There are a ton of great health benefits that come from hitting the mat regularly. For one, yoga increases flexibility, which, as this Huffington Post points out, is critical for older adults since “a limited range of motion, which naturally declines as the body ages, makes older adults predisposed to falls and eventually get in the way of daily activities.” Yoga can also boost the brain, improve focus, and better overall bone health.
The great news is that yoga flows geared toward seniors are as easier to find online as they are at a physical studio. Popular yoga channels and websites like Yoga with Adriene and DoYogaWithMe offer tons of free content, including gentler flows targeted toward an older crowd. That said, if you’re brand new to the yoga scene, we recommend you try out a studio class first or work one-on-one with an instructor to make sure you get the form down pat.

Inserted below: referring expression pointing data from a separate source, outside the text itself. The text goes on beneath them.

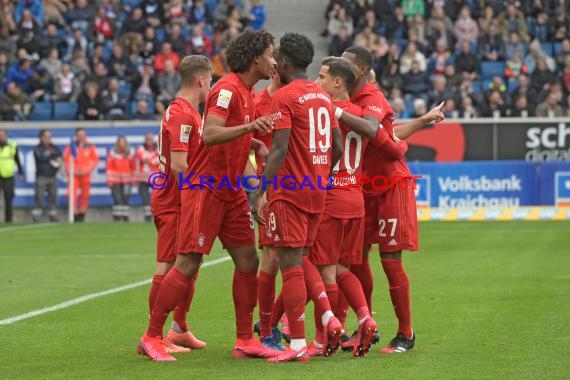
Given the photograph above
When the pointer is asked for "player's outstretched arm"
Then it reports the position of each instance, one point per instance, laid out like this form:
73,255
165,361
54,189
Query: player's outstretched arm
215,132
279,148
403,131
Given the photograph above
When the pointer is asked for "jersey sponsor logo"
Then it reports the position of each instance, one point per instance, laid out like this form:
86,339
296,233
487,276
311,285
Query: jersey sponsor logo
224,98
201,240
185,131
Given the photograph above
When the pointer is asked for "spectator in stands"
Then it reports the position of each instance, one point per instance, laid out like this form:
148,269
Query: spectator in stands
535,54
21,72
145,86
340,18
340,42
120,177
466,62
416,83
410,55
200,14
494,106
176,41
521,107
90,103
66,87
468,109
166,54
114,103
200,43
564,52
142,112
9,161
512,21
413,8
48,160
146,163
136,24
466,28
52,64
257,15
15,104
551,106
513,45
168,83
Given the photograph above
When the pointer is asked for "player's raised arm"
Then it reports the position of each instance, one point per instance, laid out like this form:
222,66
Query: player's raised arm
403,131
216,133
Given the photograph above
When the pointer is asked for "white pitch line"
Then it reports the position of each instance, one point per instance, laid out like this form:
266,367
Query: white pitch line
88,297
27,226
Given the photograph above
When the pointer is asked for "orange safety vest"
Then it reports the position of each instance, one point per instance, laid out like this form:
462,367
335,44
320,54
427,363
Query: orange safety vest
120,167
86,160
146,163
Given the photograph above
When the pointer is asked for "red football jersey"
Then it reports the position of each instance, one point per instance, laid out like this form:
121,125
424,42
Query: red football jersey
375,162
345,199
178,133
262,108
231,99
305,108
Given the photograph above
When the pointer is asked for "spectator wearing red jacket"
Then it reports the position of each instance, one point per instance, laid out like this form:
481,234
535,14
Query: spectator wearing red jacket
120,177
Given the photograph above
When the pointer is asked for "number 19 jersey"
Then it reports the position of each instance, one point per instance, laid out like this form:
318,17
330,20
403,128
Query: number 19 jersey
305,108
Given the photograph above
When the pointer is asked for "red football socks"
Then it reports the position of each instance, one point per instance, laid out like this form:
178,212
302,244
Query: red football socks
183,307
400,293
265,299
172,290
294,297
154,288
352,290
245,300
278,310
316,291
342,306
364,275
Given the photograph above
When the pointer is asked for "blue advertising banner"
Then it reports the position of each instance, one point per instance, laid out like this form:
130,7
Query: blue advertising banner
103,138
477,184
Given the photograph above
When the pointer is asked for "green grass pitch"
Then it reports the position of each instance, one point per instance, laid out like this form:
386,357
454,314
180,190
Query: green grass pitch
489,300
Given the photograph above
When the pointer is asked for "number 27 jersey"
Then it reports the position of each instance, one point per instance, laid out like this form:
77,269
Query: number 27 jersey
305,108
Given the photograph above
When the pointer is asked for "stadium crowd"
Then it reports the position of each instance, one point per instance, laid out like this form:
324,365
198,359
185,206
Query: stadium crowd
486,58
110,59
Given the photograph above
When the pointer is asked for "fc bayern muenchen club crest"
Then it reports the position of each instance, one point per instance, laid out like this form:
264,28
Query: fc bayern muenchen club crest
201,240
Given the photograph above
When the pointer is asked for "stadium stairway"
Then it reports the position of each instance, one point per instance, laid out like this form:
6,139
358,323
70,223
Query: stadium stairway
306,17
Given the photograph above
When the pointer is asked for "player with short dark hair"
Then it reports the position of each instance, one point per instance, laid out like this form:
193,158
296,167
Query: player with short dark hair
306,143
390,214
178,138
223,154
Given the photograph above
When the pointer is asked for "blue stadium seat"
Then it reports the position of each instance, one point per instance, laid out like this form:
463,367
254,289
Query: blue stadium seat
490,69
547,48
65,110
42,111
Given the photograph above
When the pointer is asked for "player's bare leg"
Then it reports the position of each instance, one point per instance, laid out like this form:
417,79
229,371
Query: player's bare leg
352,289
399,287
246,262
172,291
269,336
294,295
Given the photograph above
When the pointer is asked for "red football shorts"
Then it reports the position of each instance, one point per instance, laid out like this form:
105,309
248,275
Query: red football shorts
370,220
205,217
291,226
398,219
167,229
338,241
265,237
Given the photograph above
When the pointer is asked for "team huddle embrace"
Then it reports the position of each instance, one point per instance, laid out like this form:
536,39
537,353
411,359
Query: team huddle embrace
339,125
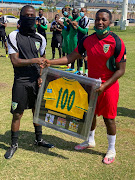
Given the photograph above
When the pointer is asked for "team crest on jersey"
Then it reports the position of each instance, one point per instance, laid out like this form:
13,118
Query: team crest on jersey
37,44
106,48
14,105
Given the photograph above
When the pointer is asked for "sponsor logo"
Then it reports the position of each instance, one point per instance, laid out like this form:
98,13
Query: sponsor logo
37,44
49,90
14,105
106,48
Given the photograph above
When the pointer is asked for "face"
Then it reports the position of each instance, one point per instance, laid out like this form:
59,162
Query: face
74,12
63,10
67,9
40,12
83,10
1,12
29,12
57,18
102,20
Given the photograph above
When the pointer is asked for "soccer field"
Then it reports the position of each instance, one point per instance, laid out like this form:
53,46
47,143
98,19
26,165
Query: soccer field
63,162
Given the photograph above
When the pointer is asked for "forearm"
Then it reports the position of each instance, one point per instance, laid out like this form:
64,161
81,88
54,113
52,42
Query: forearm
60,61
58,29
17,62
66,59
43,27
84,31
114,77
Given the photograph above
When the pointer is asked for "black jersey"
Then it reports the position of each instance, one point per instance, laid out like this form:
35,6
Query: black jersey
28,48
56,32
3,20
43,22
83,23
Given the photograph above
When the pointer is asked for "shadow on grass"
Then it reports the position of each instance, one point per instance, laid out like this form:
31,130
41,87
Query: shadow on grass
121,111
26,142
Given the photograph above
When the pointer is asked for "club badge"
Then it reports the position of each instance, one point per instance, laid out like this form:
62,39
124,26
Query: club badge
37,44
106,48
14,105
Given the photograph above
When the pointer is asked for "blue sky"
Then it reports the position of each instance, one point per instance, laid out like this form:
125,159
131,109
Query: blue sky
130,1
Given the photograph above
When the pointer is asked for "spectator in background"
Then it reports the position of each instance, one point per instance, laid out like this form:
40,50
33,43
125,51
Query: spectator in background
82,27
24,46
57,36
41,23
18,24
73,34
106,60
65,31
3,25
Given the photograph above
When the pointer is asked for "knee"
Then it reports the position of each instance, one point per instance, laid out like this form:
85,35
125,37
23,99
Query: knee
109,122
16,117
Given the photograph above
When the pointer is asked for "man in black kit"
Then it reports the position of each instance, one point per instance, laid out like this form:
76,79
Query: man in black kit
57,36
23,47
3,24
41,23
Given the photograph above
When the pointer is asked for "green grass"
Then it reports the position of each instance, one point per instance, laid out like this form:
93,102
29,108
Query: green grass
62,162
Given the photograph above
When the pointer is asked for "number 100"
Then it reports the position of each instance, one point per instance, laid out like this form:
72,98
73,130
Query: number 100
66,99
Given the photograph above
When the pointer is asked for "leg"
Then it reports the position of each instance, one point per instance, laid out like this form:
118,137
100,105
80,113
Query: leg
14,135
86,66
81,66
59,49
38,132
111,136
53,52
6,48
91,141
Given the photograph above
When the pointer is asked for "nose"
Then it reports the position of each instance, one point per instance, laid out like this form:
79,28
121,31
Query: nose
100,21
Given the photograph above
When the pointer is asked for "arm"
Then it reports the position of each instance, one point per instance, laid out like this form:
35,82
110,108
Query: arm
5,24
58,29
118,73
84,31
43,27
64,60
17,62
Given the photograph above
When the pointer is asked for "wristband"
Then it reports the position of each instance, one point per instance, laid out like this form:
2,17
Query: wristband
65,27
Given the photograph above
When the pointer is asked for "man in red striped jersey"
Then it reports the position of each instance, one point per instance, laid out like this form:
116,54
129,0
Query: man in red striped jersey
106,60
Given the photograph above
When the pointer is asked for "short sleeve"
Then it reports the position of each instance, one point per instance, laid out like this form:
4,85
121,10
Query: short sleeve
43,45
80,48
5,19
12,44
120,51
87,23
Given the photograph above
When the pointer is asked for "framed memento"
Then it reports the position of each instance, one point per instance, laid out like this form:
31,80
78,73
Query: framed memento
66,102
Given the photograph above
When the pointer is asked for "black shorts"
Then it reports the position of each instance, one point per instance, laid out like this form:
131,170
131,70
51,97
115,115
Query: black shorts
56,42
23,96
3,36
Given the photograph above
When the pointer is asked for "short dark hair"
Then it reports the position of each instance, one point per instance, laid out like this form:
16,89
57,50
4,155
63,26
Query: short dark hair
40,9
107,11
56,15
26,7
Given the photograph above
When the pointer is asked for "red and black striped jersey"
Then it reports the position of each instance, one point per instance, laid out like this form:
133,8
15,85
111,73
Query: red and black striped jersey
102,54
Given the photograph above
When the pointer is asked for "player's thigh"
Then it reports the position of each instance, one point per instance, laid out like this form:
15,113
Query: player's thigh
19,98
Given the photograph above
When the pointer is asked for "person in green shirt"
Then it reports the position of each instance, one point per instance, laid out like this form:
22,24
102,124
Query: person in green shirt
41,23
65,32
82,27
73,34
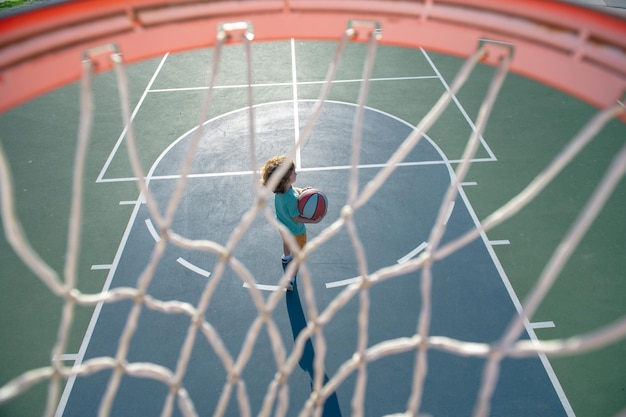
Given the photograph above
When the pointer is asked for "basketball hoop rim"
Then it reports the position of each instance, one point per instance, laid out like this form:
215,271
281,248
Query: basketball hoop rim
579,51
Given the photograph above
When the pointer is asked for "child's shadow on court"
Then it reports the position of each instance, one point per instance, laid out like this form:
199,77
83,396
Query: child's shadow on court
298,322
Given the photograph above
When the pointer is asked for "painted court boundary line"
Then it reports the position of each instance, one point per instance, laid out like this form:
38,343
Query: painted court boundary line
96,313
132,117
286,84
303,169
518,307
458,105
113,266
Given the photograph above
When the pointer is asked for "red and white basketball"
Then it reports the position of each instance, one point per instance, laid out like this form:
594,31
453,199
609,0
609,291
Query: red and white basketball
312,204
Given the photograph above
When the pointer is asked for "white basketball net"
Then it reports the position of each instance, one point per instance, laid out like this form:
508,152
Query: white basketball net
277,394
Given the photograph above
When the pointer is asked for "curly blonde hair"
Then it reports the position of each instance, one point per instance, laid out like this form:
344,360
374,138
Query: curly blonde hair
272,165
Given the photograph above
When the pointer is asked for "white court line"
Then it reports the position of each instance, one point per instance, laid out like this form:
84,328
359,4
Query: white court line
103,266
413,253
152,230
296,113
342,283
264,287
193,267
68,357
542,325
449,212
459,106
128,203
132,117
69,385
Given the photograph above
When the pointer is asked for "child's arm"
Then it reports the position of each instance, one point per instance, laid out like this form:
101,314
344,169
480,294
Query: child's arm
301,219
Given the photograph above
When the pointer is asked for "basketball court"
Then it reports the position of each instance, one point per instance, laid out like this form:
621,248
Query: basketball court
475,292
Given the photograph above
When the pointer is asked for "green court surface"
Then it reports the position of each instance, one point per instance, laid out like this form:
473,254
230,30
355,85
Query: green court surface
530,125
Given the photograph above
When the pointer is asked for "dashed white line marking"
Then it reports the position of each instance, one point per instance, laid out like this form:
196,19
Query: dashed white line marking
542,325
342,283
68,357
449,213
193,267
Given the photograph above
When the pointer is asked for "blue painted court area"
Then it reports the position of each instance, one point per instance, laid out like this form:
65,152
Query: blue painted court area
470,302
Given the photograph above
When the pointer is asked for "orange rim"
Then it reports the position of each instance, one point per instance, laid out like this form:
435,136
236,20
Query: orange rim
578,51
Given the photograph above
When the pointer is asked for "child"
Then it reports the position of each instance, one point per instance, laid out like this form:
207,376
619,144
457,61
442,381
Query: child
286,205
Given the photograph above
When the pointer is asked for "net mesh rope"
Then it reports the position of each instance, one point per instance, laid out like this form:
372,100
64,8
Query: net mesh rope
276,399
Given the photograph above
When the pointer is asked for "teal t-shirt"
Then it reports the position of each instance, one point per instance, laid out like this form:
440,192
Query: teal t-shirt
286,205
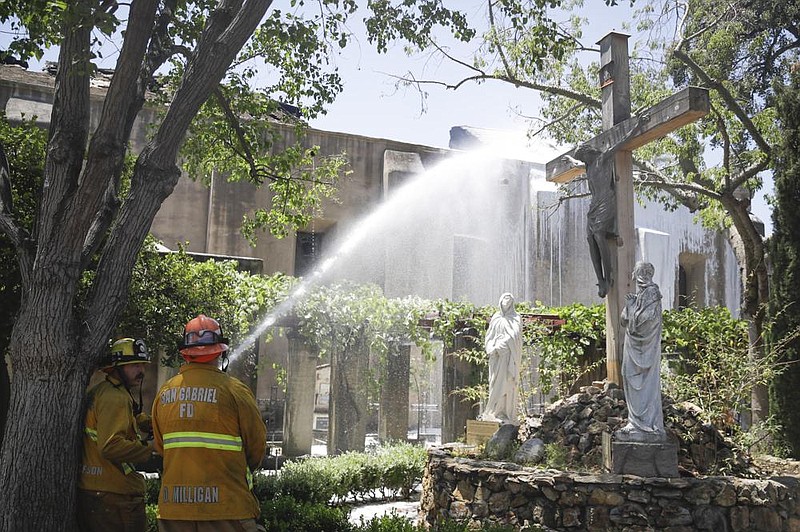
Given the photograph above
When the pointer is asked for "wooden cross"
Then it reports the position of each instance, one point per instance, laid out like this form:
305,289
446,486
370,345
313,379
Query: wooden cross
621,135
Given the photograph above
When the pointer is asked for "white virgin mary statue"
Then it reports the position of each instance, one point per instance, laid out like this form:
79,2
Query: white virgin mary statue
504,347
641,364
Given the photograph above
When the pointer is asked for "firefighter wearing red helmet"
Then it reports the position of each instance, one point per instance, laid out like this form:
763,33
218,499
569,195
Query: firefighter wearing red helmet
208,428
110,491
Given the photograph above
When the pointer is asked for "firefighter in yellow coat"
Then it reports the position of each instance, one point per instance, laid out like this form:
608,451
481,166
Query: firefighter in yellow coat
110,491
208,428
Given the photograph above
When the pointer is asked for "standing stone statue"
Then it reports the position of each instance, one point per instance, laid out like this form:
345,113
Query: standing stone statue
641,364
504,347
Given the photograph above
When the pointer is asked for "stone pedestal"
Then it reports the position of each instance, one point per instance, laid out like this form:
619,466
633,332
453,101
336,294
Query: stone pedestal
645,459
479,432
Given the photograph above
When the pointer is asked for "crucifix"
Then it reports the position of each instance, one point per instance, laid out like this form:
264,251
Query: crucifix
607,161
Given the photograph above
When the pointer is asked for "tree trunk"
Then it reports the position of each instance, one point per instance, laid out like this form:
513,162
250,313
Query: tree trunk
749,248
43,432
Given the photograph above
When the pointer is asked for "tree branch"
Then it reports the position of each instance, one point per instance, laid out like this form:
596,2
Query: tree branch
106,156
727,97
156,173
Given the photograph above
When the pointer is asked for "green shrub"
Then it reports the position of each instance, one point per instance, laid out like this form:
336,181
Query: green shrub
285,514
151,510
389,471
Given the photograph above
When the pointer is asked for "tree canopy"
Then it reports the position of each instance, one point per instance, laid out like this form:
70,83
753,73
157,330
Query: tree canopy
216,72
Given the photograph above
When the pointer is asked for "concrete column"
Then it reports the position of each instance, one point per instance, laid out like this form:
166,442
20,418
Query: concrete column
456,373
394,395
348,411
298,413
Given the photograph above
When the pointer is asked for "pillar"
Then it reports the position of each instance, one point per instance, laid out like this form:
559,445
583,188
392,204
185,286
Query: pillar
298,412
456,373
393,424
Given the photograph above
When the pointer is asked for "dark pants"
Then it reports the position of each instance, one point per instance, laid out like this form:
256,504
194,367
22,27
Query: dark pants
101,511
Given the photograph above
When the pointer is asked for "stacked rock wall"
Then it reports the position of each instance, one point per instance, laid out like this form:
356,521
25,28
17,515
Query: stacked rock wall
466,489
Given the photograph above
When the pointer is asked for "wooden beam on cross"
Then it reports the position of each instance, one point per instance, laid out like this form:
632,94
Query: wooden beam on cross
666,116
622,134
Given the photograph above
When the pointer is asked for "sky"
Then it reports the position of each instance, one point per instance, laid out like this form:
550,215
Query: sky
373,105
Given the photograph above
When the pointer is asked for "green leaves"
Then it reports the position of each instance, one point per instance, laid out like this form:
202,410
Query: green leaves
168,289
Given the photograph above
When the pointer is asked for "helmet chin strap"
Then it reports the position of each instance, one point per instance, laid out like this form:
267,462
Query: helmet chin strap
137,407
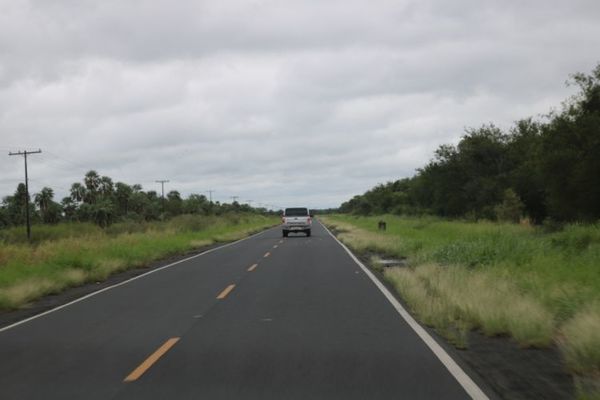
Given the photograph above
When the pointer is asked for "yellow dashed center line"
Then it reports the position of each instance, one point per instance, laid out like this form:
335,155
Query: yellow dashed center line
225,292
143,367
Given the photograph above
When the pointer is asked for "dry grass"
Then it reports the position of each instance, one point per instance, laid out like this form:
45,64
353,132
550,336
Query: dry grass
581,340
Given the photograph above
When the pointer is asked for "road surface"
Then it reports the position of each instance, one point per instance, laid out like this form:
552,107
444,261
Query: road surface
263,318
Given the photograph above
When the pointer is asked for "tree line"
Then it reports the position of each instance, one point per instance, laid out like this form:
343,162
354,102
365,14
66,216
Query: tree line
539,169
98,199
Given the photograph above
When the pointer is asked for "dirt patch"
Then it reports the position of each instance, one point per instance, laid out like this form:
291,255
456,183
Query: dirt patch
516,373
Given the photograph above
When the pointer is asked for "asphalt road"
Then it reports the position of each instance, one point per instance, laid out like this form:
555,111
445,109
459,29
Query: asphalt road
303,321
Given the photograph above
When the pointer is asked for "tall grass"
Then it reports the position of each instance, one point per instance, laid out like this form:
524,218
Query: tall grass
73,254
502,279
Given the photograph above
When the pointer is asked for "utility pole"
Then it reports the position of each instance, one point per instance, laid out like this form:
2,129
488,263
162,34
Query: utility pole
24,153
162,185
210,192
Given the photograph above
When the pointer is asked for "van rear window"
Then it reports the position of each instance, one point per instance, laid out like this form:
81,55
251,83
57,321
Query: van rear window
296,212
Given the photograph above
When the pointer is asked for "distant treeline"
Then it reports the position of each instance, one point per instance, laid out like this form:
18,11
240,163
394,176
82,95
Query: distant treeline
546,169
103,202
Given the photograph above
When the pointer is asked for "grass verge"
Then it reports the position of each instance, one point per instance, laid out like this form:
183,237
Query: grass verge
74,254
538,288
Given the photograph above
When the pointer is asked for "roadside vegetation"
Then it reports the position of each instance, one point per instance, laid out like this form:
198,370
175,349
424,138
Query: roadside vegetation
71,254
500,233
546,169
538,287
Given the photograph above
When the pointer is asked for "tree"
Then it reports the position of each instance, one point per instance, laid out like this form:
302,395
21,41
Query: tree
123,194
511,208
49,210
92,183
174,203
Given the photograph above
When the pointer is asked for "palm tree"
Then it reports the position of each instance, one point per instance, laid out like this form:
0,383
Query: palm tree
43,199
92,184
106,186
77,192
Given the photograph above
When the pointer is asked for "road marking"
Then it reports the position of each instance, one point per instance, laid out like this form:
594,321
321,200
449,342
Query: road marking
148,362
461,377
87,296
225,292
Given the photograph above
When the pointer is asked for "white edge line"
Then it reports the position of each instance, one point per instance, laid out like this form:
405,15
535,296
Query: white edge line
97,292
463,379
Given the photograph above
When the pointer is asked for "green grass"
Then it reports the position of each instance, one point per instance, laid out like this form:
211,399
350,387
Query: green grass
502,279
73,254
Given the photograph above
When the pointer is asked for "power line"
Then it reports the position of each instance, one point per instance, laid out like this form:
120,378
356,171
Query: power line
24,153
162,185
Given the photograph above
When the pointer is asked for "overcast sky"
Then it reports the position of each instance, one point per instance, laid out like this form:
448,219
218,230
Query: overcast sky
281,102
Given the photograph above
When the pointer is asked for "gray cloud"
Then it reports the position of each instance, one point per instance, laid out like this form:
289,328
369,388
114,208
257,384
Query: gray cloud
279,102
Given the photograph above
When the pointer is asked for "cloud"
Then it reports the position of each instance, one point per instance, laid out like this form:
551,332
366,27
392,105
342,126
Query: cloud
296,102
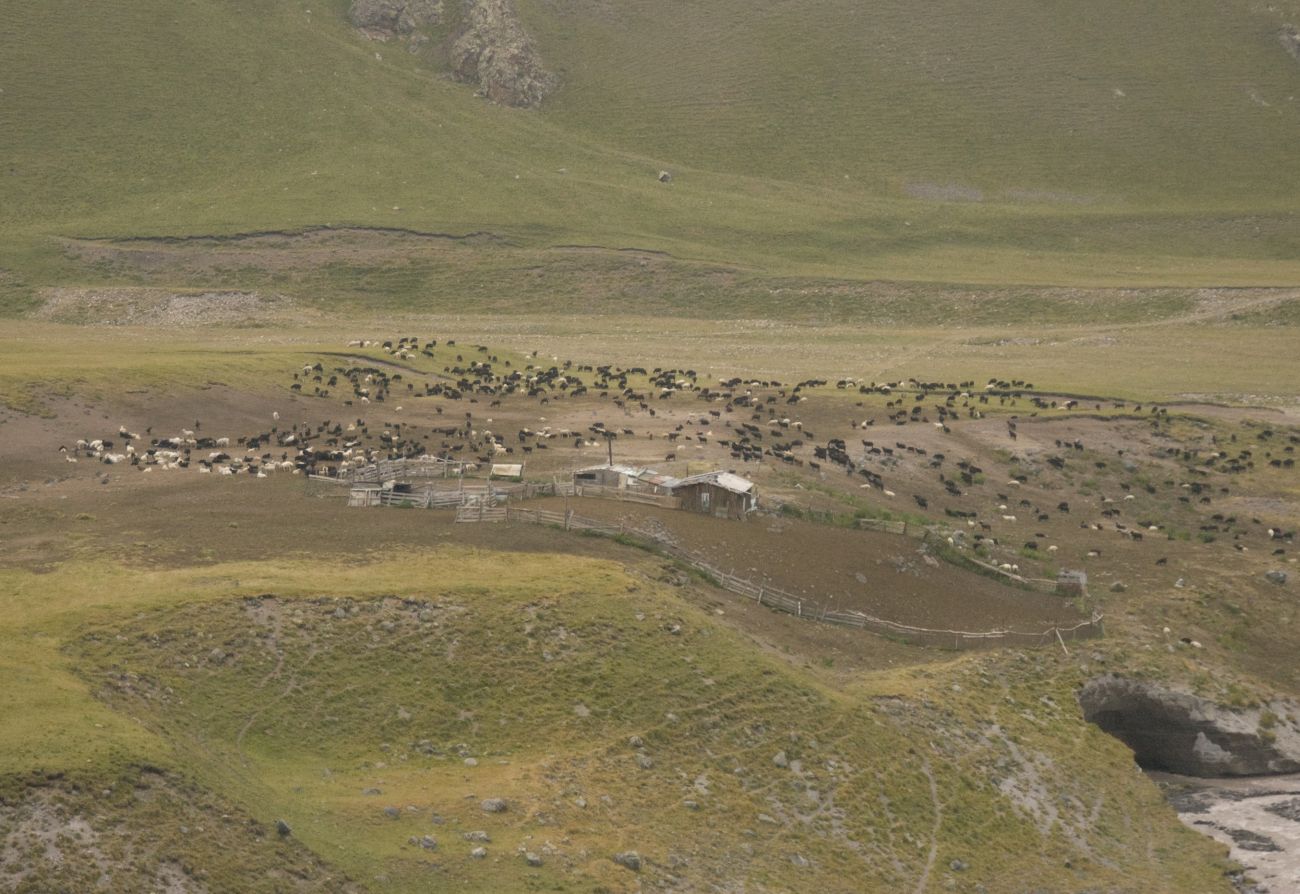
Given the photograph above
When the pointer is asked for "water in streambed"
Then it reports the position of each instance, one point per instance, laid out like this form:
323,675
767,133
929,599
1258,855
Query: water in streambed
1256,816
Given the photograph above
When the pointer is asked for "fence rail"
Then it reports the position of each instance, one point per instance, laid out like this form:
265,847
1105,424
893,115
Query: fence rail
806,608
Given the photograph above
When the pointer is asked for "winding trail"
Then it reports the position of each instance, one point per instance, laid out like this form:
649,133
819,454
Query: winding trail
934,833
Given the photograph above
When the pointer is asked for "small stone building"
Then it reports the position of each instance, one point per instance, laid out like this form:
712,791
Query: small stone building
627,478
719,494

Golf is a well-known popular post-retirement activity. According to AmericanGolf.com, the average age of a golfer in the United States is 54 and almost 10 percent of the American population plays the sport.
But that leaves a whopping 90 percent of us that haven’t spent any time working on our swing. If you’re concerned about hitting the links for the first time as an older adult, Bobby Lewis, writing for LearnTheOnePlaneSwing.com, has some great advice: Consider getting one-on-one lessons first, make sure to source clubs that suit your needs, be patient with yourself, stick with a group that allows you to play at your own pace and not finish holes (if need be), and don’t be afraid of starting with the closer tee boxes.
Lewis also mentions some of golf’s great health benefits: “Walking 9 holes or 18 holes gives you a great cardiovascular workout...Also, being out on a golf course is a great way to relax and socialize with others.” In addition, as Eigca.org highlights, the walking involved in golf is great for your heart and can keep weight down—especially if you carry your own bag. It’s a low-impact sport that results in injury less often than other activities and may even help you live longer. As the article states, a Swedish study recently found that "golfers have a 40% lower death rate, which corresponds to a 5-year increase in life expectancy.” If these benefits check all your boxes, it may be time to get swingin’.
There Are So Many Ways to Add Life to Your Years
Trying to optimize for overall health can feel overwhelming sometimes, but finding ways to simplify routines and have fun while staying active can go a long way toward making the over-50 years the best of your life.